SEOmonitor’s Visibility is a group-level metric that takes into account both the ranks and search volumes of the keywords, to reliably express the ranking performance of a website on that keyword list.
It can be seen as an impression share of a website on the total search volume of the keyword list, based on its rankings on said list.
How does this work?
The Visibility shows your website’s share of the total searches (impressions), out of the total potential it could get. It is measured in percentages, from 0% (outside Top 20 on all keywords) to 100% (ranking 1st on all keywords), with its own trend shown for a given time period.
Visibility = sum(Impressions) / sum(AverageSearchVolume)
where
Impressions = impresion_rate(rank) * AverageSearchVolume
The Impression rates by rank go from 100% (1st position) to 0% (20+).
Both ranks and average search volumes are stored on a daily basis at a keyword level, which makes its historic values consistent and reliable.

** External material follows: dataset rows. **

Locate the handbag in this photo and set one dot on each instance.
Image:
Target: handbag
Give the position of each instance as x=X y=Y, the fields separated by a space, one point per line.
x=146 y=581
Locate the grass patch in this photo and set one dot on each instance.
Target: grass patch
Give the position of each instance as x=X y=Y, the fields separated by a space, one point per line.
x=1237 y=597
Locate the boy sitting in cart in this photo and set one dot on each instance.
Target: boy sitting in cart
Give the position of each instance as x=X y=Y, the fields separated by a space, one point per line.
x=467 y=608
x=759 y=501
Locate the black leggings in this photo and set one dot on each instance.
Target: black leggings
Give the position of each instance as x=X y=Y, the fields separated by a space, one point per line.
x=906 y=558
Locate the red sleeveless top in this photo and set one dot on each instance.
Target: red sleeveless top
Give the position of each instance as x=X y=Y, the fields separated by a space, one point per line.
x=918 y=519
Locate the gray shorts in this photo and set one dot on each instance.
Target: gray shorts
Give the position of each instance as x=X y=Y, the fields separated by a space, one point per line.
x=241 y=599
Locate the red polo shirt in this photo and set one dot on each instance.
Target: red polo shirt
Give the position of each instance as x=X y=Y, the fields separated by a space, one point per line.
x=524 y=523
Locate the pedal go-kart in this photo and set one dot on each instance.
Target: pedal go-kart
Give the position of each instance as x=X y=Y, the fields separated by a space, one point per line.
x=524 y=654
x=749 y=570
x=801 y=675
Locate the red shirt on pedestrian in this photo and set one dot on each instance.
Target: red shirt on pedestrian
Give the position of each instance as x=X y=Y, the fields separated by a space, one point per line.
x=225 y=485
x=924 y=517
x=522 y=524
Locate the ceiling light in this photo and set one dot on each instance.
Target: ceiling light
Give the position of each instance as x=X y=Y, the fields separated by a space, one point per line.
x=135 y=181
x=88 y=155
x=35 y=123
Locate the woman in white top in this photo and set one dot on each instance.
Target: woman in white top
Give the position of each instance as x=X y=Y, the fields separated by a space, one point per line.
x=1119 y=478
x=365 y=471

To keep it accurate and relevant, the Visibility metric is computed only with the main keywords, ignoring close variants. As close variants’ search volumes are already included in the main keywords’ ones (that’s how Google Ads reports search volumes, and so do we), if we’d take them into account we would distort the value, as we’d duplicate the search volumes in the formula.
The Visibility for competitors follows the same algorithm and formulas as the above.
The Visibility trend
Rendered as a Chart/Graph
These are daily snapshots of the Visibility values, including any baseline changes generated by changes in the keyword list.
Automatic annotations are placed on the charts to help you keep track of those changes and their impact.
The graph maps the individual days’ Visibility, and should only be analyzed as a whole if also looking at the annotations and the details in the Trend Explainer.
Rendered as a percentage change (for example "+34%")
We call this the performance-related visibility trend and it always comes with its dedicated explainer.
The system only considers the Visibility trend generated by the keywords tracked throughout the entire selected timeframe (so ignoring the ones added later than the start date, for example).
It does that so it can always show the change in Visibility based on the performance of the website for the tracked keywords, and not be distorted by the keywords that were added throughout the selected timeframe, which naturally change the Visibility baseline of the keyword group.
This way, when the Visibility trend is red, it means there’s certainly a loss of impressions, mainly coming from rank drops; when it’s green, it means there’s certainly an improvement.
From the performance-only Visibility trend, the changes in the aggregations of close variants are also excluded (as they rarely occur, when Google Ads re-aggregates them).
And when archiving a keyword, you can choose not to affect the Visibility historically. When you choose this option, the Visibility trend will remain the same for the previous period and an annotation will appear on the chart to explain the sudden change in Visibility.
Use-cases
Performance over time
Over time, comparing the same metric for the same keyword list shows the trends, so you can easily assess your progress.
Opportunity to grow
If 100% is the maximum, then you can quantify how much you can grow by optimizing a list of keywords; a value too close to 0% could indicate that it would be too difficult at this moment.
Performance against others
Calculating the same metric for the same keyword list helps you compare your website’s performance against competing websites (apples vs. apples).
Other notes
Desktop and mobile have different ranks, so will show a different Visibility, available through a switch. They have the same search volumes though because we do not split the search volume by device when computing the Visibility metric.
Sorting the keywords in the keyword table by rank trend will sort them by the impact the changes had on the Visibility metric trend. In other words, it sorts the keywords by the gained (or lost) impressions generated by the rank changes.